There's a more flattering side of that, which is curiosity. The friend I was chatting with used the word polymath, with the caveat that you can't call yourself a polymath. But I'm happy to claim the spirit of curiosity behind the word. If I hadn't been so set on being a writer, there's no way I could've decided on a major in college. I was interested in too many different subjects. Even now, outside of my work, I'm curious about lots of subjects, and my reading list and my Netflix queue tend to reflect that.
Then, finally: not to be all both-ways-uphill-in-the-snow about it, but when I started out on the web, one person could pretty much do ALL THE THINGS. Before the turn of the century, I wrote HTML, CSS (early ugly CSS), and then ASP "Classic" in Pagemill, made buttons and optimized photos in Photoshop.

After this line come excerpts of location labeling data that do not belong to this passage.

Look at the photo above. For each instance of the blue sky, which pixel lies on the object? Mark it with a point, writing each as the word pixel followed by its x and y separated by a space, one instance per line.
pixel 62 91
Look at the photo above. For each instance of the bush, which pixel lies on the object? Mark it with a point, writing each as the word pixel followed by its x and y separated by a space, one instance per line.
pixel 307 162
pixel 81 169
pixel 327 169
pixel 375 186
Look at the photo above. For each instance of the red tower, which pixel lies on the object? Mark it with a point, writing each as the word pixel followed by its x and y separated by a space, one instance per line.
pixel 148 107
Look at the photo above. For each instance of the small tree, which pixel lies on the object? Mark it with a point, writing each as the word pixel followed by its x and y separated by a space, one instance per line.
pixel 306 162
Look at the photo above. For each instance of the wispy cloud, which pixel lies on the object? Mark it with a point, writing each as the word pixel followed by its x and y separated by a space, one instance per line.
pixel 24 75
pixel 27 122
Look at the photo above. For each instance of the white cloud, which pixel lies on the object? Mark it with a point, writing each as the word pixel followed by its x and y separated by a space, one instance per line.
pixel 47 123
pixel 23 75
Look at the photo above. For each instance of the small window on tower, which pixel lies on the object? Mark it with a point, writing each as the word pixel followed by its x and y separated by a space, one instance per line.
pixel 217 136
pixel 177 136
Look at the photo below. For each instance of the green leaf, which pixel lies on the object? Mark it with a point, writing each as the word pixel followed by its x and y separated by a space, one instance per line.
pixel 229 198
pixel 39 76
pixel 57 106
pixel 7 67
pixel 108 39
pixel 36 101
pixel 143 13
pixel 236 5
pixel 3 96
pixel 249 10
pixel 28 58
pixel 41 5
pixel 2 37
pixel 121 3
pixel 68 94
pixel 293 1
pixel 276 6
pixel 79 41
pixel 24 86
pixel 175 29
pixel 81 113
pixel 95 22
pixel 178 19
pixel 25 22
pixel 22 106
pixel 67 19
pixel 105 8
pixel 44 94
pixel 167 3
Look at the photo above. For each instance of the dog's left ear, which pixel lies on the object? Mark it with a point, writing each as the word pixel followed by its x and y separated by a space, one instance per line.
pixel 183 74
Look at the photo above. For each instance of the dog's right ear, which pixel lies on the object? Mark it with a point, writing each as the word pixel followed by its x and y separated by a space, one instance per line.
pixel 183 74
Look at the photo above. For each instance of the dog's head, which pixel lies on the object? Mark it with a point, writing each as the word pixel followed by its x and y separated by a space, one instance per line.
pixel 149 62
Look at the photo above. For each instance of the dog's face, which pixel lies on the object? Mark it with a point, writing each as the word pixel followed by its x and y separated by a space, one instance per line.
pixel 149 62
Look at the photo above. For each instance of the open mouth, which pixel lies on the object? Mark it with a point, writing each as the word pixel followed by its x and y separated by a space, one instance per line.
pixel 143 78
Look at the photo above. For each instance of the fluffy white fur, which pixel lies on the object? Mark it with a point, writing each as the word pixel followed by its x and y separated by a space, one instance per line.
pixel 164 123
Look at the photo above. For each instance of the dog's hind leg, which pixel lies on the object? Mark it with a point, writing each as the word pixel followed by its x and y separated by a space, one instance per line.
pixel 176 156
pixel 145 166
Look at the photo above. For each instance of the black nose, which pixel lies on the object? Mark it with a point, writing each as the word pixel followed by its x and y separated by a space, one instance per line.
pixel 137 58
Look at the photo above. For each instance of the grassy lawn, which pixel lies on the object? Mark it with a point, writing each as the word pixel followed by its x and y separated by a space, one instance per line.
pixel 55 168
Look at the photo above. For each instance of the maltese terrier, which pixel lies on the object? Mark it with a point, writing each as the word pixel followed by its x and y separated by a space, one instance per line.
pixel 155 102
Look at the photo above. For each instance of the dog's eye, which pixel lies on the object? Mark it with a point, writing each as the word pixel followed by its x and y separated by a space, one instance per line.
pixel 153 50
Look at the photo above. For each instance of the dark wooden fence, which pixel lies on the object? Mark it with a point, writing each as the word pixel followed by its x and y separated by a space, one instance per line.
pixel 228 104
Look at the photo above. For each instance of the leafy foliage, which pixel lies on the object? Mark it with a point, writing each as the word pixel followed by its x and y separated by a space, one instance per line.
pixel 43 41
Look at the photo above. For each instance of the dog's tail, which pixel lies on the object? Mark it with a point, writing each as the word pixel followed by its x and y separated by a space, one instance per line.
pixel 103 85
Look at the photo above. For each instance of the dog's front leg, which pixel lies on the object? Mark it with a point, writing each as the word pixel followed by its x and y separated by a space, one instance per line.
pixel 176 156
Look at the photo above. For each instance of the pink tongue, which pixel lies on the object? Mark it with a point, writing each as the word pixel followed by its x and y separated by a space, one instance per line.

I did troubleshooting on other people's Frontpage code, and decided that we needed a CMS to avoid that sort of thing. At one job I set up WordPress site; at another I converted hand-coded HTML to Drupal.
I was on Blogger when it was a little server under Ev's desk; I had a MySpace account -- for work; I figured out and got creeped out by Facebook ads; I struggled with email newsletters and was grateful for templates.
Like a homesteader out on the prairie, having to do all the things, because there isn't a town yet. You do what needs to be done, because otherwise it's going to be a cold winter.
It's easy for the homesteader to harden into a survivalist or anachronism: if it was made after my time, it's not worthwhile.
And if you're always just staying ahead of the wolves or trying to protect the wheat from locusts, there isn't time for finesse or going into depth or putting in real glass windows.
Which explains why I stepped away from being a generalist and was glad to specialize in something, but not why I find myself drawn back into adjacent subjects. If this were a proper simile, I'd be like Laura Ingalls Wilder's dad, always looking for the next frontier. But that's not really me either.
Maybe it's just that self-reliance is a habit both hard to break and still useful.